The cricket gods are as pleased as punch. On one hand you have the great ICC Champion’s Trophy that is scheduled for September 10 to 25, involving the complete array of 10 willow-crazy nations, joined by Kenya and USA making it a 12-team fray for the top slot. On the other, you have the Asia Cup (a mini World Cup of sorts), which would be taking place between July 16 and August 2, featuring teams like Pakistan, Bangladesh, Hong Kong, Sri Lanka, India and the UAE. If that’s not all, there’s more to pamper your cricket passion. Holland Cup has sneaked its way into the scheme of things and would be bringing in a three-way war among three world champions – Pakistan, Australia and India. And, all of this would be topped with a spill over between India and South Africa.

For the average planner, it’s a catch-22 state. Amidst this cricket mania, what funds to be diverted from where? Of the entire bunch, which tournament should be focussed? Which could the best slots? Which option would offer the best value for money? A media planner is sure to be plagued by such confusions over the days of willow fever.

Says PRP Nair, Vice President, RK Swamy/BBDO, “Planners are still trying to make sense of the trillion cricket offerings on the platter and the kind of adjustments they would have to make, in order to accommodate the new flow of funds. Since the cricket season will be followed by the festive season (when advertising is supposed to be at its peak), it makes our job a lot more difficult. Most brands would prefer compromising on cricket, rather than compromising on the festive season, when consumers are out to part with their moolah.”
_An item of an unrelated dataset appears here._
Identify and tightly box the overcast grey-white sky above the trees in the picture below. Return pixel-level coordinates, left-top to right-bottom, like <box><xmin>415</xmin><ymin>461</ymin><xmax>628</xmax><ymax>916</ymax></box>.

Nair adds, “Either way, any brand (big or small) can only afford to divert its full energy, only towards one particular tournament, which means that the various offerings are in fact eating into each other’s share. Mass channels could be affected to some extent during the cricket season, but we do not expect a landslide fall.”
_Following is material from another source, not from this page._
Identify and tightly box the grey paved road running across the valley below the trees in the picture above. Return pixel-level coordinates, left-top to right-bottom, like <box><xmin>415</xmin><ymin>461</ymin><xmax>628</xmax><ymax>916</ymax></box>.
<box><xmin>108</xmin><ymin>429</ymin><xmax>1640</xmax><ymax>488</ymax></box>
For us, the prettiest in the flock is evidently the Dutch challenge, where the Indian blue brigade would take on the Paki greens and the Aussie yellows – both closest to the heart. Hiren Pandit, GM, Mindshare states, “The Holland Cup is undoubtedly the hot favourite amongst buyers, as it features three teams that are relevant to any quintessential Indian, and gives us a lot more time in the spotlight. In other two events, India gets to play only a limited number of matches and hence, there could be some amount of wastage there. Overall, spends would be prioritised based on the seasonality of the brand, and no radical changes are expected on this front. Going by the revenue generation, mass channels may be on the losing side – but only to a small extent.”

Pandit adds, “If there is any fall in the moolah of the mass channels, they will more than make up for it during the festival season, when FMCG and electronic goods will be on an advertising spree.”

Harish Shriyan, Vice-President, Mediacom, believes that cricket is perhaps the best possible way of reaching out to a nation-wide audience, which is why all buyers are looking for the best buys on either of the three. “Festive season or not, cricket is cricket. Brands would naturally divide their time between the three main tournaments. Holland Cup looks like the best bid because it offers a lot more spotlight for India. However, most of the smaller advertisers would prefer concentrating on one particular tournament, rather than juggling it all together.”

He adds, “Consequences would be felt on the mass channels, but it would be marginal. Big advertisers would continue with their existing commitments on mass channels, but new money would not step in until the cricket season is over.”

Well, that’s the verdict from the media camp. Planners are still juggling the major tournaments, the prettiest one being cited as the Holland Cup. And mass channels would feel the repercussions, though they would amount to being quakes of a minor kind.